Methods: As a starting point, we chose to design the ADT-inspired [3] German Cancer Consortium’s data model in the well-established HL7 FHIR [4] data exchange format. To reflect real-world practices in tumor documentation and handling of biosamples, the model has been drafted as a joint effort of an ad-hoc working group of tumor documentation experts, clinicians, biobankers and software vendors. Technical questions and limitations of FHIR have been discussed at the Interoperability Forum in Berlin. Currently, we are implementing a prototype of this data model in a HAPI-based implementation [5] and CentraXX [6].
Results: We have identified a set of FHIR resources to model the patient with one or more underlying cases, which each contain a single tumor diagnosis and their respective therapies, including surgery, radiation therapy and medication statements. Data regarding samples is connected to the patient and, via a service request, also directly to the case. Disease progression information including a timestamp are stored as progresses and are part of the cases. As this does not provide enough detail to portray cancer specific information we have connected a tumor resource, defined by topographical and histological properties, to the diagnosis. Other entity specific information e.g. on cardiac, pulmonary or other diseases can also be connected to the diagnosis, which is a flexible way to model common data as well as highly specific entity-related data.
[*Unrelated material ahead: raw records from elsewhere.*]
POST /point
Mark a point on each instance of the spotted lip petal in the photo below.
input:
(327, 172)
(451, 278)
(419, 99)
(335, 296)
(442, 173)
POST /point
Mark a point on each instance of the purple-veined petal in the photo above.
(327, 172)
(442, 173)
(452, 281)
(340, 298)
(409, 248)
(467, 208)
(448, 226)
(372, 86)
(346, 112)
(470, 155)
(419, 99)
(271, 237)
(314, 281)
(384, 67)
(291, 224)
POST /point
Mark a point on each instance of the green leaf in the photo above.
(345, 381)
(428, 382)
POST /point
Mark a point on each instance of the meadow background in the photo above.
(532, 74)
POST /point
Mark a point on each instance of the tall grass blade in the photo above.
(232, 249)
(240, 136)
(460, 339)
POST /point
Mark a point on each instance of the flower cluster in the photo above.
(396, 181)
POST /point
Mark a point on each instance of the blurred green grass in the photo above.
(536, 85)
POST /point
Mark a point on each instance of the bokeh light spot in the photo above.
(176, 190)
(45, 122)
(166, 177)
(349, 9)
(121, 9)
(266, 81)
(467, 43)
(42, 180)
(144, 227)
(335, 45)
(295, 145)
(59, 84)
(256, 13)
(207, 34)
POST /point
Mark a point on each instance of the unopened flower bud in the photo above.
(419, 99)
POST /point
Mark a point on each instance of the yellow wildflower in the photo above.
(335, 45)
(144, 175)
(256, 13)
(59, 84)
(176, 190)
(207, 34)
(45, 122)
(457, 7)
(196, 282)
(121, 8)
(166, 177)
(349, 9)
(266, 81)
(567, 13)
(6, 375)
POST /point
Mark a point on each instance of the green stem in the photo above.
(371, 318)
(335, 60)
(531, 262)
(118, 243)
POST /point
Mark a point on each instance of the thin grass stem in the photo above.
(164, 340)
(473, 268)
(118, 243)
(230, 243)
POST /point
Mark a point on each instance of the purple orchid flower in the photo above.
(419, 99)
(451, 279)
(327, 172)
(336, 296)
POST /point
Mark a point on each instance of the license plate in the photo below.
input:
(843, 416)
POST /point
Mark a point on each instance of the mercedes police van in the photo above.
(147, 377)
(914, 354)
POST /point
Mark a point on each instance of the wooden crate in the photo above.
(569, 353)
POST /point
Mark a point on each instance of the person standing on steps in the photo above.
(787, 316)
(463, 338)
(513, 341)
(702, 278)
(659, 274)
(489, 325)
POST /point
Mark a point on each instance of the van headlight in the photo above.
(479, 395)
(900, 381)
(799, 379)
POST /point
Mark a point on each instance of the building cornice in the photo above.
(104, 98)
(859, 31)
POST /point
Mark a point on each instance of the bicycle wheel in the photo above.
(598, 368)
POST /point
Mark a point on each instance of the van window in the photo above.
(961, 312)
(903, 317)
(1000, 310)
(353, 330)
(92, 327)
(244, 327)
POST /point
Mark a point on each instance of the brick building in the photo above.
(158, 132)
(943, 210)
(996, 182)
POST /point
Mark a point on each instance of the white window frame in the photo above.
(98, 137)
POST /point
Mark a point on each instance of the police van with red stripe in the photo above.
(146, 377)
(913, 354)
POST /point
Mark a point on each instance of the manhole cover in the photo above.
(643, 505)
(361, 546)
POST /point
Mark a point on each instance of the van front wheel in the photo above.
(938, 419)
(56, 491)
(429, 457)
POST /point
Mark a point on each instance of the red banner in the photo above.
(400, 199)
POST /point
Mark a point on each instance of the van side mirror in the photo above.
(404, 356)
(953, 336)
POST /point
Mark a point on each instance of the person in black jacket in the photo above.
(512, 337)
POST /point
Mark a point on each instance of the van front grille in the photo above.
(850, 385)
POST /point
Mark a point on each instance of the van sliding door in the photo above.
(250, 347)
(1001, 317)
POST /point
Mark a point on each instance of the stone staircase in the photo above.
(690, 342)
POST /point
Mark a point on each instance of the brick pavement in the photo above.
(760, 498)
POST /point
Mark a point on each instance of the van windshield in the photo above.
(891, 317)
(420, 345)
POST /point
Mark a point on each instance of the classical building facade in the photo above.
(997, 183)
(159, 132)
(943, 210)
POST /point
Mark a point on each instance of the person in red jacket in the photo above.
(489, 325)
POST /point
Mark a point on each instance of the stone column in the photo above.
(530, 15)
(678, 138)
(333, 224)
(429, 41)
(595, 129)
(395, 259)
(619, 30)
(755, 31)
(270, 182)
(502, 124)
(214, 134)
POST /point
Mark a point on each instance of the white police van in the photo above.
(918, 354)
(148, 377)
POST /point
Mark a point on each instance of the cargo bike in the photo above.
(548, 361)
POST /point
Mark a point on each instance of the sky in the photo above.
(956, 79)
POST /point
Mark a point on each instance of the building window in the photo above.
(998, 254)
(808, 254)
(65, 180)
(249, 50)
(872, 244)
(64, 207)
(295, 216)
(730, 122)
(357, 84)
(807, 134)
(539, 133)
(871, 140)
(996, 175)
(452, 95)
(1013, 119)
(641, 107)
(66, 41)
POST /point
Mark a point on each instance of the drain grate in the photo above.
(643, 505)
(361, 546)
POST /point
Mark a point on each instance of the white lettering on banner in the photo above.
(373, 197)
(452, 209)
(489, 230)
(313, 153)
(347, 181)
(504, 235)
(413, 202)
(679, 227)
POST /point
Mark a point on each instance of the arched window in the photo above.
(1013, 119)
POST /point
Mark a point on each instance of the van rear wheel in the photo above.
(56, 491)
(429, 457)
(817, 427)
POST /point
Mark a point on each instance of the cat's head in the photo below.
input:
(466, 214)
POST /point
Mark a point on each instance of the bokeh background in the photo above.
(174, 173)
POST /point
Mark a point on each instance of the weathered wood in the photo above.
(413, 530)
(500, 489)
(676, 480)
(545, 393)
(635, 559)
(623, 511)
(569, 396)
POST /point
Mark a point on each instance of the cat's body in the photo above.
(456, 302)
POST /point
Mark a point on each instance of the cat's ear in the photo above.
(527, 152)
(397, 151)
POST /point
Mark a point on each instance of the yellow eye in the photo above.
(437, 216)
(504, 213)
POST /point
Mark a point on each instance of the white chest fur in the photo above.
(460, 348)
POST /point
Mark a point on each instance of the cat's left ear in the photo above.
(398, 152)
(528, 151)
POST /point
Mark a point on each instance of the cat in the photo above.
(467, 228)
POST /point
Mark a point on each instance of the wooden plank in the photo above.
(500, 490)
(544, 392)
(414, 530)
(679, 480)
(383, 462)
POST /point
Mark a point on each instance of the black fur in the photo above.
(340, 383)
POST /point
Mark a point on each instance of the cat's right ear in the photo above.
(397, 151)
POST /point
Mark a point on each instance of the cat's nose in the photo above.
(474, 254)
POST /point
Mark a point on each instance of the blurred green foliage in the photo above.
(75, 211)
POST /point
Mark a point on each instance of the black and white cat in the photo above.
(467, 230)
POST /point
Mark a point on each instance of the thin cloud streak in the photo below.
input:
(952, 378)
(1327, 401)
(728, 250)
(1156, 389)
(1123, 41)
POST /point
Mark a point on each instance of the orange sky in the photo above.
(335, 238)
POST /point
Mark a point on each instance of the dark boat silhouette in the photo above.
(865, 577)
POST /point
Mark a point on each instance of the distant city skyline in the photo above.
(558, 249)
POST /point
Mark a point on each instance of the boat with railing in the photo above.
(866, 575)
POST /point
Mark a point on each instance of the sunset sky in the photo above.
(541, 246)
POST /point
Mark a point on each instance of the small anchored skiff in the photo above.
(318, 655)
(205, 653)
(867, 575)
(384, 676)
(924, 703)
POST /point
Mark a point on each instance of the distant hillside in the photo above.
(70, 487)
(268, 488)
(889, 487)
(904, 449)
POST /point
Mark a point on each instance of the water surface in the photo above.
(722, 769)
Discussion: A data model, both close to the clinical reality and to the complex challenges of scientific re-use of data, might provide ways for cooperation between different research networks not feasible before. To keep their maintainability, models should be defined using the FHIR base profiles by HL7 Germany [7] adapted for research-specific use cases. This will also improve interoperability, including the seamless integration of this dataset into the overarching effort to establish a modular core dataset within the MII. Further discussion of this first version of the data model is essential for its refinement to meet the criteria of other potential partners.
The authors declare that they have no competing interests.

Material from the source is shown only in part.